Market observers have expressed concern that the scarcity of capital access could create major refinancing risk for Chinese property developers, in particular smaller-scale concerns.
The squeeze on financing channels for property developers commenced in October last year, and encompassed domestic bonds, issuance of H shares, bank loans, as well as private fund-raising.
Data from Haitong Securities indicates that bond issuance by property developers began to shrink in Q4 2016, when total issuance fell by a third compared to the preceding quarter to 121 billion yuan.
Since 2017 no A-share developers have issued corporate bonds, as compared to the 77.433 billion yuan raised by 43 listed property concerns during the same period last year.
In February the Asset Management Association of China issued the “Securities and Futures Institutions Privately Raised Asset Management plan Filing Regulatory Standardisation No. 4 – Privately Raised Asset Management Plan Investment in Property Development Enterprises and Projects,” stipulating that it would suspend filing for standard residential projects in 16 hotspot cities where property prices had risen excessively.
After cracking down on domestic financing sources for property developers, regulators have now restricted their access to the overseas bond market.
Domestic sources recently reported that regulators had virtually suspended approvals of overseas bond issuance by property developers, after they piled into the instruments as other avenues of capital dried-up.
Overseas bond issuance by property developers posted a sharp surge in Q1 2017, while a report from China Information Real-estate Corp indicates that in March property developers issued a total of 30.228 billion yuan in notes and bonds overseas.

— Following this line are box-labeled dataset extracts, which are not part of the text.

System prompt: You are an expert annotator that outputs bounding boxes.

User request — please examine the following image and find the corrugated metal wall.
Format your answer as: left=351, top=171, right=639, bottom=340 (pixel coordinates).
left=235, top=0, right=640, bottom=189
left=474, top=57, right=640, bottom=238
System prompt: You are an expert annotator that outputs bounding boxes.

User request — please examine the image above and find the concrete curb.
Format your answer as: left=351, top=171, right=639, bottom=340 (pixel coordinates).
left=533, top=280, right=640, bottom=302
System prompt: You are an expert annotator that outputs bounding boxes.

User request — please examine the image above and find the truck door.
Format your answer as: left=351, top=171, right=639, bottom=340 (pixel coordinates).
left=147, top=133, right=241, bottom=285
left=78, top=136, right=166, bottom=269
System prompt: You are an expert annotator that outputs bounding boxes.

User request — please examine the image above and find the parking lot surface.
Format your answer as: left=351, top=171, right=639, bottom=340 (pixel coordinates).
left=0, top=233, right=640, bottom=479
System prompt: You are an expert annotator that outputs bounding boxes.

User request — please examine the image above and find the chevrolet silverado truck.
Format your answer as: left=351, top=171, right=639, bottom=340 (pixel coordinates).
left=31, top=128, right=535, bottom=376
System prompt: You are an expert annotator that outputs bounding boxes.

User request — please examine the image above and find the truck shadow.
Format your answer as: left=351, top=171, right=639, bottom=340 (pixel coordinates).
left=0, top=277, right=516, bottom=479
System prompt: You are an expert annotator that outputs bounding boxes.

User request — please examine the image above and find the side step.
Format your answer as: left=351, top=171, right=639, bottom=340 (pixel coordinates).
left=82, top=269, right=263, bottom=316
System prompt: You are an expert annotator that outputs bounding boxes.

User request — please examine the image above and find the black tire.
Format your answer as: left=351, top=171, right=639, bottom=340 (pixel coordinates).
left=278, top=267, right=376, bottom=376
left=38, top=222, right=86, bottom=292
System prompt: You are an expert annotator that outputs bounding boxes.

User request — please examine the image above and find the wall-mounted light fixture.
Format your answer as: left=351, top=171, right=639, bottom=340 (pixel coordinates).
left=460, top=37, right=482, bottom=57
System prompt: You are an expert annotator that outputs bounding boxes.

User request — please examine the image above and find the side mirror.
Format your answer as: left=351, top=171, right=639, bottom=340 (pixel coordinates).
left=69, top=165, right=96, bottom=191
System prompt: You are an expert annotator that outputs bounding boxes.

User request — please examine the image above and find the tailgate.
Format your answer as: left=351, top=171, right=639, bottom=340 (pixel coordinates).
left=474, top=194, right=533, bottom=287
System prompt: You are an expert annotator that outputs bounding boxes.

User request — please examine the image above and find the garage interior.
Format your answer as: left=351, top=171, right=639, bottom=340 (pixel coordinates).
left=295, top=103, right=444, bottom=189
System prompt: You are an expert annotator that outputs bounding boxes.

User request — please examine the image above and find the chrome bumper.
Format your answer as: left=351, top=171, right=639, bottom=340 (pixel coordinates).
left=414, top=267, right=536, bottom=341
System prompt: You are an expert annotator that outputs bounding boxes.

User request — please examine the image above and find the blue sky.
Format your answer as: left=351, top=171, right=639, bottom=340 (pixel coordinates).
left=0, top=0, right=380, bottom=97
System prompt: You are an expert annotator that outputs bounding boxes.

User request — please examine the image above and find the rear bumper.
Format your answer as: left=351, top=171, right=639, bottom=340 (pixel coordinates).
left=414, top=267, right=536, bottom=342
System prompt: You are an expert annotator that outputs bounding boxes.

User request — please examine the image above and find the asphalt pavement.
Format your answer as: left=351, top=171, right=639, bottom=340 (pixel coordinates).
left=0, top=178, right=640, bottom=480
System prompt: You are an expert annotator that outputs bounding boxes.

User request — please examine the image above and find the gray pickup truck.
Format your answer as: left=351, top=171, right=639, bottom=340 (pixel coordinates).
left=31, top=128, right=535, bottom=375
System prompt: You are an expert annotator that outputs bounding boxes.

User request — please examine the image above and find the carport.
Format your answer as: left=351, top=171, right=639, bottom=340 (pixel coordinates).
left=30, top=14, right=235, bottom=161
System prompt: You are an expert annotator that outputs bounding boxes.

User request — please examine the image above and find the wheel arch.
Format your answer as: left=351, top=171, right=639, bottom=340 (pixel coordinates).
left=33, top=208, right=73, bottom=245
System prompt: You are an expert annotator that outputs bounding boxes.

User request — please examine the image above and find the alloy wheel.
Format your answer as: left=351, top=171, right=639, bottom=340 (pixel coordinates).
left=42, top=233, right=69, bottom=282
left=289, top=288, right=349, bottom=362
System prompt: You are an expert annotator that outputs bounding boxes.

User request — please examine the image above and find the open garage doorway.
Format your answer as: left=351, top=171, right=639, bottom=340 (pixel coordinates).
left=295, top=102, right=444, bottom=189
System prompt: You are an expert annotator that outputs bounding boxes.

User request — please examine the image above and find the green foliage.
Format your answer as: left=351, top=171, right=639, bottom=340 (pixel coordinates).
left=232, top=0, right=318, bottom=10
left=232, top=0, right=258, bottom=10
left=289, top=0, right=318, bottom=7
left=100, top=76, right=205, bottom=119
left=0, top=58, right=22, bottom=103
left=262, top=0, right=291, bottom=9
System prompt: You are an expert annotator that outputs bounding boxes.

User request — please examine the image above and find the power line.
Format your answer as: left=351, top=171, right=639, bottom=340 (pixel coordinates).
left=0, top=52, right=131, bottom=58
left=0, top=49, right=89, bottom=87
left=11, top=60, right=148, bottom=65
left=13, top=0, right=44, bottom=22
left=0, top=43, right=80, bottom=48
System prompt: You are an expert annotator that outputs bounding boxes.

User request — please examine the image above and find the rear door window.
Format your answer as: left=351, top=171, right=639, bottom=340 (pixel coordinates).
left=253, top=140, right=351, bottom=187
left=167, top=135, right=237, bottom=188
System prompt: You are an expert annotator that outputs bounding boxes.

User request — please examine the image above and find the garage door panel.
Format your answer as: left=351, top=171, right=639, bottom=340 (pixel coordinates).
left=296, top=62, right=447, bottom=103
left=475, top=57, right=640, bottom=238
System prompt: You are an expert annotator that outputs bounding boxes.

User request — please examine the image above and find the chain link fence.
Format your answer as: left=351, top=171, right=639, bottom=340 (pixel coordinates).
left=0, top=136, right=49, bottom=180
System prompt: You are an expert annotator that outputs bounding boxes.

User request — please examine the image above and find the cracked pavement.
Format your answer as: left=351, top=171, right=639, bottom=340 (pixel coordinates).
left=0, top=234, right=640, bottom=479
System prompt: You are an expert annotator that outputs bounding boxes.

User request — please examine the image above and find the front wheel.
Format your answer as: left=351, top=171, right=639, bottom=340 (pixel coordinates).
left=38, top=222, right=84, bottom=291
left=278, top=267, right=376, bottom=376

This accounted for 74.95% of total note and bond issuance by developers, as well as was equal to 3.25 times the value of loans they obtained from banks.
This prompted a vigorous response from regulators, causing Q2 overseas debt issuance by property developers to plunge to a three year low of USD$1.745 billion.
Property developers expected to turn to trust loans to raise funds
As regulators shut off all other financing channels, Chinese property developers are turning to loans from trust companies to raise funds.
Data from Usetrust.com indicates that since the start of the year 68 trust companies have issued a total of 326 real estate trust products for a total amount of 100.55 billion yuan.
These figures have shown an overall upward trend as regulators have tightened their squeeze on other fund sources, with the number of products issued for January, February, March and April totally 50, 54, 113 and 92 respectively, for amounts of 17.12 billion yuan, 16.98 billion yuan, 29.28 billion yuan and 25.81 billion yuan.
This trend has continued into May, with real estate developers having raised 11.37 billion yuan via trust plans thus far this month, and 24 trust companies issuing 39 assembled funds trust products in the week of 13 – 19 May alone.
The increased use of trust companies by real estate developers could create problems for the sector, which is considered a key part of Chinese shadow banking.
Real estate operations have always been a major source of default issue for trust company products. As of the end of 2016 the sector-wide real estate risky asset balance for the trust sector was 38.2 billion yuan, comprising 32% of all risky assets in the sector, and an increase of 0.02 percentage points compared to the start of the year.